Incidents of hate-driven political violence and domestic terrorism have increased in the United States in recent years and are the highest they have been in decades. Non-partisan studies show this upsurge in violence has been driven primarily by white-supremacist, anti-Muslim, and anti-government extremism. What are the causes of this upsurge in extremism and political violence? What is its impact upon contemporary society, religion, and politics? What do the categories and practices of peacebuilding have to offer for purposes of constructive and transformational responses to such violence and its causes? This course explores answers to these questions. It examines how the causes and conditions of the upsurge in extremist politics and political violence relate to racism, nationalism, xenophobia, and the political weaponizing of American religion.
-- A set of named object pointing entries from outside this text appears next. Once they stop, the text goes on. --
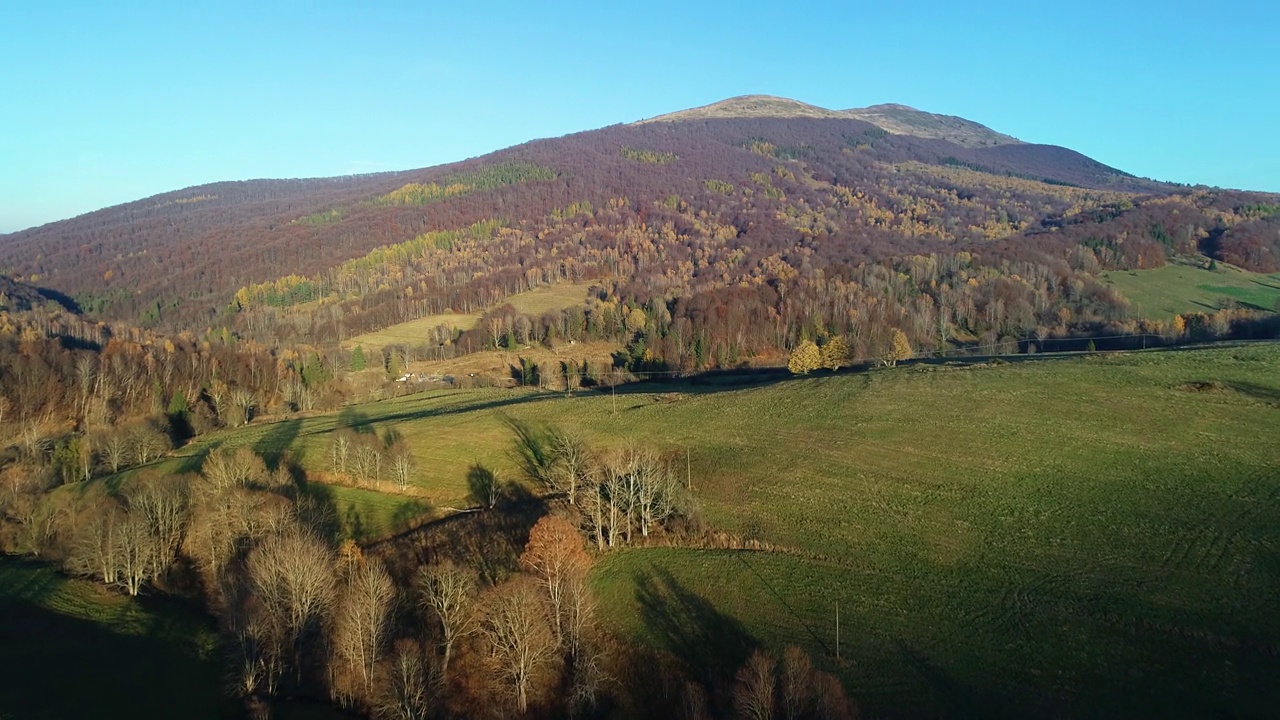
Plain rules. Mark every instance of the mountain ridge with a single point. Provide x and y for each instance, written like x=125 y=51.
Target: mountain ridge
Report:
x=760 y=183
x=890 y=117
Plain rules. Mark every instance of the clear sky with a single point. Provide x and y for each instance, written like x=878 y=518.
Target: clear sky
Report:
x=105 y=103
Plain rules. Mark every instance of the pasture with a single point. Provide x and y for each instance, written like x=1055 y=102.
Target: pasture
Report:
x=1083 y=537
x=72 y=648
x=1176 y=288
x=530 y=302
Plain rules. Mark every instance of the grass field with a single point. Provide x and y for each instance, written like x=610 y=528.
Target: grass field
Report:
x=1084 y=537
x=533 y=302
x=1164 y=292
x=72 y=648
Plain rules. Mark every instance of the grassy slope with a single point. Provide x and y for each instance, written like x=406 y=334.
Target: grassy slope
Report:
x=1089 y=537
x=73 y=650
x=1171 y=290
x=533 y=301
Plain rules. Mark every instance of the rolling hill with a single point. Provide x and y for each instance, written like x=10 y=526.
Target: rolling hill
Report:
x=128 y=261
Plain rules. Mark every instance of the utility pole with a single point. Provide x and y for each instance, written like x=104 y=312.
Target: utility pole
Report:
x=837 y=629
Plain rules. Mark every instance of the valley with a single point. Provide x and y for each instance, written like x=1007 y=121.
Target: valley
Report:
x=627 y=423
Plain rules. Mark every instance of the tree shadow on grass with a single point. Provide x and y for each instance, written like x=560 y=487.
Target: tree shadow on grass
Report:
x=272 y=445
x=711 y=645
x=1257 y=392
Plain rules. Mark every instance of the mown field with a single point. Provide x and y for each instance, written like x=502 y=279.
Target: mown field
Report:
x=1164 y=292
x=71 y=648
x=1086 y=537
x=531 y=302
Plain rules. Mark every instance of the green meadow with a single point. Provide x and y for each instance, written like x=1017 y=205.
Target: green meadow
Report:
x=1082 y=537
x=1171 y=290
x=72 y=648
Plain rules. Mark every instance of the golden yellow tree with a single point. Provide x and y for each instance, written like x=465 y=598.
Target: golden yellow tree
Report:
x=899 y=349
x=805 y=358
x=833 y=354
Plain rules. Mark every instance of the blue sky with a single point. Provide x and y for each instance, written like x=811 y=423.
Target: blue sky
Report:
x=105 y=103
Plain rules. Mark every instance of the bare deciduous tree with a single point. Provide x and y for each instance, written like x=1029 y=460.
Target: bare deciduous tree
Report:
x=161 y=504
x=753 y=695
x=362 y=616
x=554 y=555
x=292 y=577
x=406 y=697
x=146 y=442
x=830 y=700
x=115 y=449
x=574 y=464
x=402 y=468
x=484 y=486
x=796 y=683
x=136 y=555
x=448 y=592
x=520 y=637
x=339 y=454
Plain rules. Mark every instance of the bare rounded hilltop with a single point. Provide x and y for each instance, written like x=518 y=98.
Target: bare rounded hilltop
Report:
x=897 y=119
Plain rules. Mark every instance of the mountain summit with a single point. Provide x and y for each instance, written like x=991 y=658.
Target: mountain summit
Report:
x=897 y=119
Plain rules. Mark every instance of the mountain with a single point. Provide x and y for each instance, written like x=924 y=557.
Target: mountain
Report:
x=901 y=119
x=897 y=119
x=753 y=190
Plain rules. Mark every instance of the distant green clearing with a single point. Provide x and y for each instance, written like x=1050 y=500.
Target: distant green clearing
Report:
x=1084 y=537
x=1164 y=292
x=72 y=648
x=530 y=302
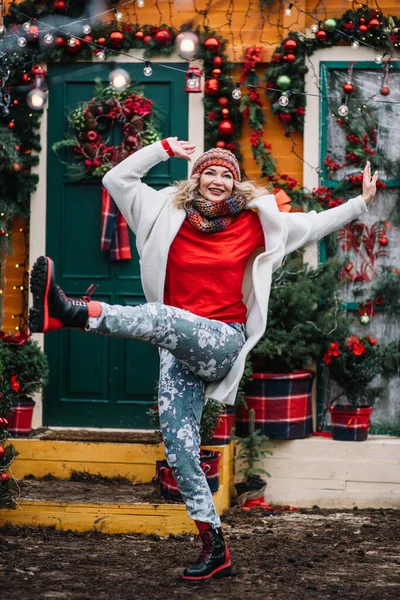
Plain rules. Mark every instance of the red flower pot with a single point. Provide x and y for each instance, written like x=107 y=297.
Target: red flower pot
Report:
x=350 y=424
x=282 y=403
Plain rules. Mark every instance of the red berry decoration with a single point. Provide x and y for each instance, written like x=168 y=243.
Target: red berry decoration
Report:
x=223 y=101
x=226 y=128
x=348 y=88
x=212 y=44
x=383 y=240
x=290 y=46
x=116 y=39
x=163 y=37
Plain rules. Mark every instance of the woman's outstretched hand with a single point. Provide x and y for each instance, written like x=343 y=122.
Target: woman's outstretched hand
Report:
x=180 y=148
x=369 y=184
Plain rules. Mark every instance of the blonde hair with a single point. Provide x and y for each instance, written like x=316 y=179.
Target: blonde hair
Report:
x=188 y=191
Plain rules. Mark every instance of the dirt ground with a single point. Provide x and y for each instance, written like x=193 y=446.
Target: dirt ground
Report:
x=305 y=555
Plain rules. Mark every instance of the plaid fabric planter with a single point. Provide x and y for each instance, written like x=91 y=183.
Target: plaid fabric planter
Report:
x=209 y=460
x=350 y=424
x=282 y=404
x=222 y=432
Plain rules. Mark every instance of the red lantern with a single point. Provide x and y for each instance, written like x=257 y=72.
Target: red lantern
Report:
x=290 y=46
x=211 y=87
x=348 y=88
x=226 y=128
x=116 y=38
x=193 y=79
x=163 y=37
x=212 y=44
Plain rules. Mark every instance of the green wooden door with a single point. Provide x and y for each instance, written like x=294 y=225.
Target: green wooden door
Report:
x=97 y=381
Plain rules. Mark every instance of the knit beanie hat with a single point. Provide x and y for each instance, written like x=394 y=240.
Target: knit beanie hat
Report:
x=220 y=158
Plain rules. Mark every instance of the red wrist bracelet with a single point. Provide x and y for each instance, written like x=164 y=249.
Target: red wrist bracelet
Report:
x=167 y=147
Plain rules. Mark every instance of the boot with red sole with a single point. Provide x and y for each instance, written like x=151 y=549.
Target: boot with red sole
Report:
x=214 y=561
x=52 y=309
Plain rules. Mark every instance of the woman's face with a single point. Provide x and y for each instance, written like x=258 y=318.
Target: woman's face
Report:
x=216 y=183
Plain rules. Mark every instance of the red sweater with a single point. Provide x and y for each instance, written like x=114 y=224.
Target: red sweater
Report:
x=205 y=271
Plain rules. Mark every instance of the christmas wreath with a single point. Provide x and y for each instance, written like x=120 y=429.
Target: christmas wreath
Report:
x=93 y=122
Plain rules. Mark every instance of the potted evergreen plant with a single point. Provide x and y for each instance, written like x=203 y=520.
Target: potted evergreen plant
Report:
x=353 y=362
x=304 y=315
x=26 y=367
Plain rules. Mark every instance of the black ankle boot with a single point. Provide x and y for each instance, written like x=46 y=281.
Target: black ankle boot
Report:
x=214 y=560
x=52 y=309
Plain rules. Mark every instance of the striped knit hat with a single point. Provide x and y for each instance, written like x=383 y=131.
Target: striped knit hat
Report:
x=220 y=158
We will explore such factors as the role of ethno-nationalism in the wide-spread Evangelical Christian embrace of QAnon conspiracy theories and political organizing, the merging of Catholic and Orthodox Christian “traditionalism” with political authoritarianism (e.g. especially as modeled by contemporary Hungary, Poland, and Russia), the so-called “Alt-Right” organizing and activism (e.g. the “Unite the Right” marches and rallies in Charlottesville), the January 6, 2021 attack on the U.S. Capital, the relation of the so-called “Gun Lobby” to increased militance of political rhetoric and organizing, militia organizing and participation in political violence and terrorism, and invocations of a looming “civil war” as the inevitable result of deep and persistent political polarization in the U.S. Readings will include Janelle Wong's Immigrants, Evangelicals, and Politics in an Era of Demographic Change; Kristen Kobes Du Mez's From Jesus to John Wayne; Cynthia Miller-Idriss' Hate in the Homeland; Barbara Walters' How Civil Wars Start; Sarah Riccardi-Swartz's Between Heaven and Russia; and Ryan Busse's Gun Fight, among others.